Tuesday 1 June 2021


Happy Pride Month! 🏳️‍🌈 I usually kick off June with a list of queer book recs, but this year I thought I’d start with something I don’t usually discuss on my blog: my own journey with discovering sexuality

My high school years were between 2003 and 2008, and info about sexuality was few and far between in classes. Our sex education was the most dated, ridiculous hour of our lives, in which boys were separated from girls and we were taught how to put a condom onto a banana. Nothing about same-gender sex, nothing about female pleasure. Just a general sex makes babies so use contraception until you want babies.  

There was no opening for a discussion about sexuality whatsoever. The literature we read was heterosexual, and characters & historical figures I now know to be queer or queer-coded were just assumed heterosexual by us students because we were never told any different. Our history classes were overwhelmingly straight, which I now know is complete bullshit. Because I relearned all of this stuff myself, outside of my school years. 

Most of that education is down to books. 

part of my Pride Shelf

The first time I read a gay character was when I picked up Jaqueline Wilson’s Kiss from my local bookstore. It was structured to come across as a love story between a teen boy and girl who had been best friends since they were little. It eventually becomes clear that the boy is gay and doesn’t love his friend in the way she wants him to. I’d been exposed to gay characters on TV by this point, but they always played up to stereotypes and weren’t written accurately. This was the first time that I was experiencing a gay character who was just a regular teenager, and that was such an important part of this story to me, to see that gay teenagers exist all the time. 

A week later I came across a book in my school’s library. I don’t remember the name of it, but I do know it was in a section that required parental permission to read, despite it being a YA book. The main character was a lesbian, and it was strange to read it because lesbians felt like mythical beings to me at that point. No one I personally knew was a lesbian (spoiler, they totally were, I just didn’t know yet), and the word ‘lesbian’ was only thrown around as an insult. 

The more YA books I delved into, the more labels and terms I discovered. In turn, I discovered more about sexuality and myself than ever before. I learned that I didn’t have to limit myself to one label because grey areas exist. A person could be bisexual and demisexual, someone could be pansexual and aromantic. If you preferred to just label yourself queer as an umbrella term, that was fine too. The rules weren’t as rigid as I always thought they were, and that made me feel so much better about myself because I was (and still am) someone who was very confused about sexuality. Reading about pansexuality in the book community helped me to find a term that felt like me. 

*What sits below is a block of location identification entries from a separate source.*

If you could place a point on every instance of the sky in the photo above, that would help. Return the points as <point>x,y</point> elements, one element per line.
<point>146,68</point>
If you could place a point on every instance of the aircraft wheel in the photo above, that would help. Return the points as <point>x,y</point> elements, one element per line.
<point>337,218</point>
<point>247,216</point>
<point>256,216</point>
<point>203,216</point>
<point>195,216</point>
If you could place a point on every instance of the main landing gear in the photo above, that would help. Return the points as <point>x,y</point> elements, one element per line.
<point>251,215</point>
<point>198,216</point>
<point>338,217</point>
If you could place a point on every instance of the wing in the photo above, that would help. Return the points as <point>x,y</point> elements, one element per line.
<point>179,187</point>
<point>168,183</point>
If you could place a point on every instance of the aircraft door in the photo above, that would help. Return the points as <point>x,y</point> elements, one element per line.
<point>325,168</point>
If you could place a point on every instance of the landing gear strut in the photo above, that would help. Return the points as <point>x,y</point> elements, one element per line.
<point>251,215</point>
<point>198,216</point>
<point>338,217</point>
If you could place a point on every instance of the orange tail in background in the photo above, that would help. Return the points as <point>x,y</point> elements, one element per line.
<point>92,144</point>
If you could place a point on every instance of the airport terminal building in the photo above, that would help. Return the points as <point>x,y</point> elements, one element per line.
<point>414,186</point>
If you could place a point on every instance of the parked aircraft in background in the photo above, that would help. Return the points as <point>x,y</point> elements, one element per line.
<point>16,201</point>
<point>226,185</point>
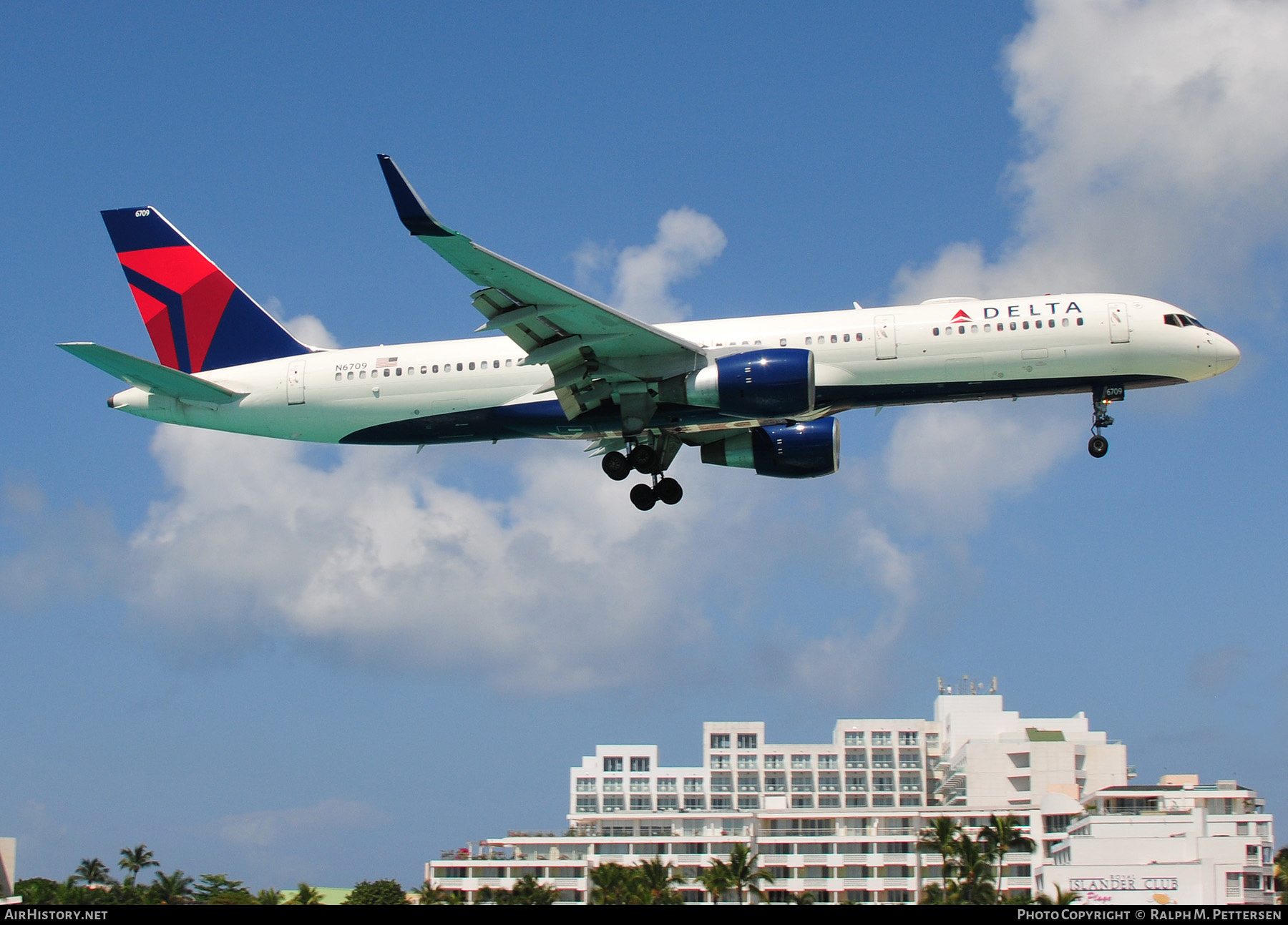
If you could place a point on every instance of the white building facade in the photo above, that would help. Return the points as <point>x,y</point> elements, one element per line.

hanging out in one of my favourite bookstores after Pride

I’ve never been in an actual relationship. Over the past few years, I’ve come to realise that I don’t particularly want to be. Authors like Alice Oseman have helped provide characters and labels that describe feelings I’ve been experiencing all these years. Reading an aromantic character in Loveless was like looking into a mirror. It made so much sense to me and I finally felt understood. I haven’t officially labelled myself as aromantic because I honestly don’t know if my feelings will change in the future, but that’s okay. I’ve made peace with it for now. 

I absorbed information from the wonderful YA authors who casually weaved sexuality into their books, and the online book community who openly discussed the content of these books. The YA community has always been one of the most diverse and welcoming online spaces I’ve been in, and I’ll be forever grateful. It shouldn’t be the responsibility of writers to teach young people about sexuality, but I’m so thankful that they do it regardless because until schools start providing teenagers with the information they deserve, at least authors are representing those who desperately need to see themselves in stories.